Branger_Briz is a collective of artists, educators and programmers formed in [2010] by Nick Briz, Paul Briz and Ramon Branger, among others. It has since grown from 5 people to more than a dozen. The behaviour of the user is an important starting point and often a key issue within their creative projects. Before Branger_Briz came into existence, its members were part of a more traditional marketing firm, ‘The Alten Group’. They decided to re-organize their company with a focus on confluence of digital technology and culture, as for them contemporary culture and digital culture are indistinguishably connected. Their charging station ( A Charge For Privacy ) was first programmed and installed at two commercial art shows during Art Basel Miami and later at the Neuberger Museum of Art in Purchase (NY). This installation version has been produced by Furtherfield where it was included in an exhibition curated for the International Symposium on Mixed and Augmented Reality in Munich, and later in their London gallery in Beyond the Interface.
( from the “Right Here Right Now” catalog )
“The practice of artist collective Branger_Briz provides an illustrative basis to help appreciate the postdigital conditions under which contemporary museum communication and cultural curating operate. Formed in [2010] by Nick Briz, Paul Briz, and Ramon Branger, this studio collective draws upon the expertise of artists, educators, and programmers for whom the behavior of the user is the common point of contention for their creative projects, regardless of whether applied towards more commercial or experimental outcomes. Their practice reflects how contemporary culture has become indistinguishable from digital culture;”
( from http://mw17.mwconf.org/paper/the-abcs-of-cultural-curating/ )
Nick Briz is a new-media artist, educator and organizer based in Chicago, IL. His work focuses on digital culture by investigating the promises and perils of living in an increasingly digital and networked world.
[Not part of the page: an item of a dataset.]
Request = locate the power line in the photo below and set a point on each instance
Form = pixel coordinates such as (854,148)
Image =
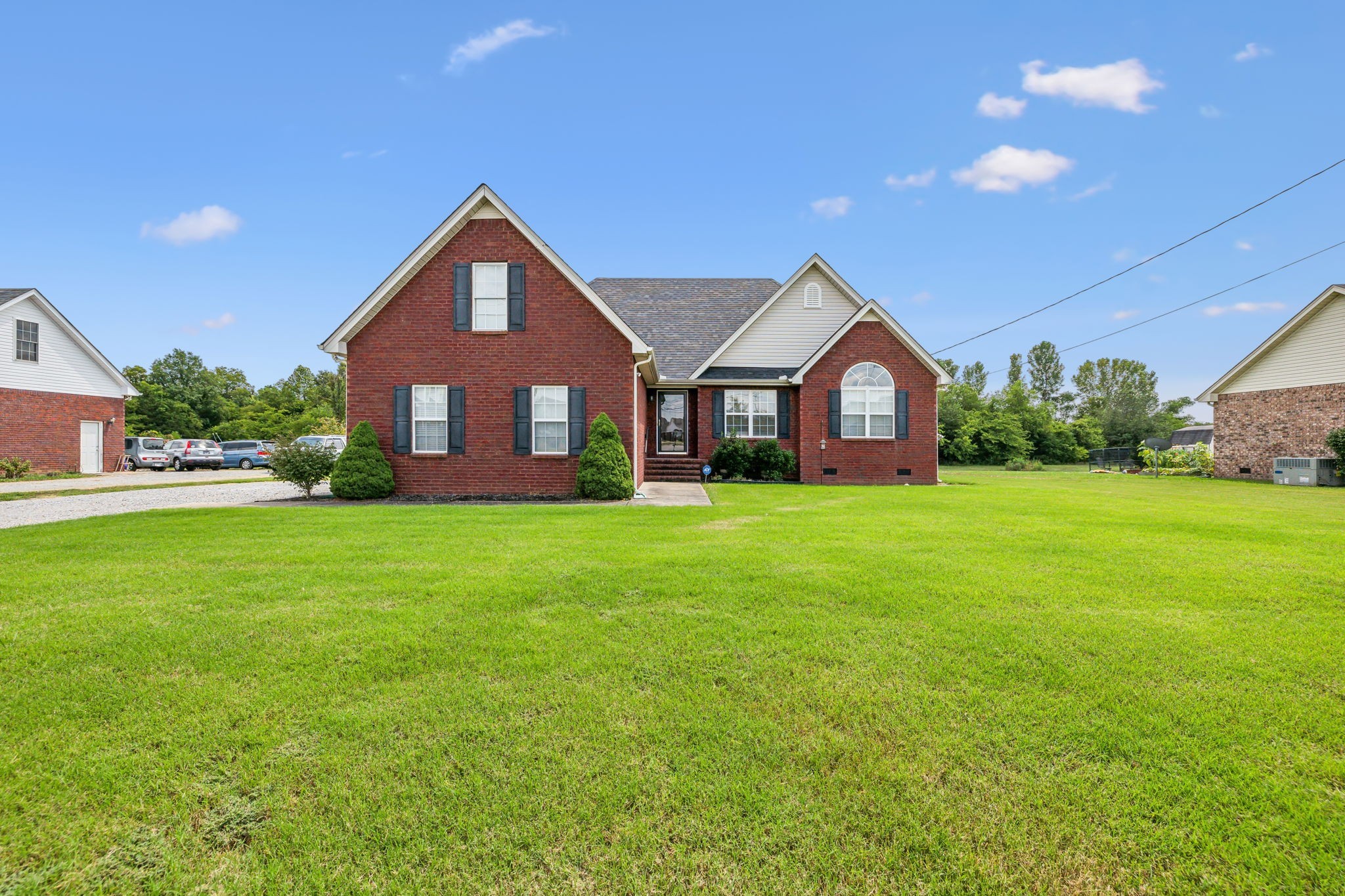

He is an active participant in various online communities and conversations including glitch art, net art, remix culture, digital rights, Internet ecology and digital literacy.
His work has been exhibited internationally at major festivals such as FILE Media Arts Festival in Rio de Janeiro, Brazil and the Images Festival in Toronto Canada, as well as major cultural institutions such as the Museum of Moving Image in New York City, the Museo De Arte Contemporaneo de Caracas, Venezuela and the Museum of Contemporary Art Chicago, the Tate Exchange in London, among others. His work has been reviewed and discussed in international print publications and online platforms such as Neural Magazine (Bari, Italy), Rhizome.org (NYC) and Furtherfield (London) which are among the most influential in the field of New Media Art, as well as in traditional news outlets such as the Boston Globe, El Mundo (Spain), El Espectador (Colombia), and in an array of art and design publications including VICE, Fast Company, Art Slant and Complex.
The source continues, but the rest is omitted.